QUALE SALUTE, QUALE LAVORO Prima i lavoratori o prima le aziende?

Se le aziende, al proprio interno,  ignorano le persone che stanno male possono o potranno mai produrre bene?  Domanda retorica, lo so … eppure, in diverse occasioni, con questo interrogativo, mi sono, a volte, posta nella posizione scomoda di sembrare che volessi provocare il mio interlocutore aziendale o forse, a dire il vero, lo provocavo a mia insaputa e, alla fine, ricordo di aver, assai raramente, ricevuto una risposta sensata.

Beh, certamente  le persone non andrebbero ignorate però i motivi economici impongono, spesso, di guardare al profitto aziendale e non è possibile, spesso, dedicarsi a questi aspetti”, come dire che le aziende non possono perdere tempo,  che il contenitore azienda va avanti per inerzia,  ugualmente,  quasi senza “persone lavoranti” . 

Senza leggere alcuna ricerca, questa banalità è facilmente smentibile da ognuno di noi immediatamente, semplicemente recandosi ad un supermercato e valutare se si è disposti a comperare ancora qualcosa nel caso in cui la commessa tiri con rabbia il barattolo, da noi comprato, lanciandolo nel carrello allo stesso modo di quando la commessa persona lavorante, invece,si mostri intenzionata a salutarci o addirittura a sorriderci.

Nel porre la mia domanda retorica, spesso ho sofferto di solitudine, sono rimasta senza una risposta vera e , un poco alla volta ho iniziato a pensare che forse avrei dovuto parlare di più con chi si intende di salute, ad esempio con i medici del lavoro che avrebbero certamente capito il mio discorso.

A quel punto, diversi anni fa,  ho scoperto un mondo a me sconosciuto, fatto di visiotest, di spirometrie, di analisi del sangue, medici molto bravi e altri invece che avevano un approccio verso la salute antico quanto la nascita della medicina industriale.

In diverse occasioni, lo confesso, mi sono spaventata perché ho sentito di essere il famoso pesce fuor d’acqua.

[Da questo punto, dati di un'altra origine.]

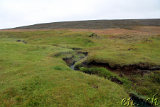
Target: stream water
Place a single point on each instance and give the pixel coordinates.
(138, 102)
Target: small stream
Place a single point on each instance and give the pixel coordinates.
(138, 102)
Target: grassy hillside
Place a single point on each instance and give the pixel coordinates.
(33, 72)
(96, 24)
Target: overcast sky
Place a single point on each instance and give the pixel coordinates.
(15, 13)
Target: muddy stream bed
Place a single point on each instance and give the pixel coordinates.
(71, 61)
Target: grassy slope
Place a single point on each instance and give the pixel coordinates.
(33, 72)
(31, 76)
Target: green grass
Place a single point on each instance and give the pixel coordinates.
(32, 75)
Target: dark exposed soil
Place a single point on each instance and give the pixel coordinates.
(140, 68)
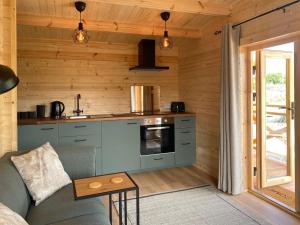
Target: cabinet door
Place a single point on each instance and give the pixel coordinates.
(185, 146)
(120, 145)
(33, 136)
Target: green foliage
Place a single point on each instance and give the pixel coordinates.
(275, 78)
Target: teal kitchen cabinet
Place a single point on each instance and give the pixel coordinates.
(185, 141)
(33, 136)
(157, 161)
(120, 145)
(82, 134)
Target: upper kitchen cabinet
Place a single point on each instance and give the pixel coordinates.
(120, 145)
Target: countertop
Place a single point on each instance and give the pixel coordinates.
(101, 117)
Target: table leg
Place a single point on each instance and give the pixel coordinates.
(137, 206)
(110, 209)
(125, 206)
(120, 208)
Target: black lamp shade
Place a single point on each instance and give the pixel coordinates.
(8, 79)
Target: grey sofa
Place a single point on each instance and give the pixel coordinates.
(60, 208)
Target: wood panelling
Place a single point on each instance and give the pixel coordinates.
(199, 70)
(8, 122)
(105, 26)
(58, 70)
(280, 23)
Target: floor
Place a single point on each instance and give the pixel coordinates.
(185, 177)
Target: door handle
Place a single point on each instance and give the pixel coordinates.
(158, 128)
(158, 159)
(83, 126)
(292, 109)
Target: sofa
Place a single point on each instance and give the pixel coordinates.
(60, 208)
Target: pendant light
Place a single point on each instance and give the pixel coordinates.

In molte aziende quando si effettua la sorveglianza sanitaria, ancora pochi medici si rivolgono agli psicologi, per redimere questioni legate all’integrità della salute psico-fisica (parolaccia dell’Organizzazione Mondiale della Sanità), anche solo per un confronto professionale.

Che si tratti di rischio psicosociale o di malattia psicosomatica o di paziente psichiatrico il dilemma di come emettere il giudizio di idoneità esiste ma nella cartella sanitaria la parola psiche è quasi bandita, “wanted” a dirla tutta.  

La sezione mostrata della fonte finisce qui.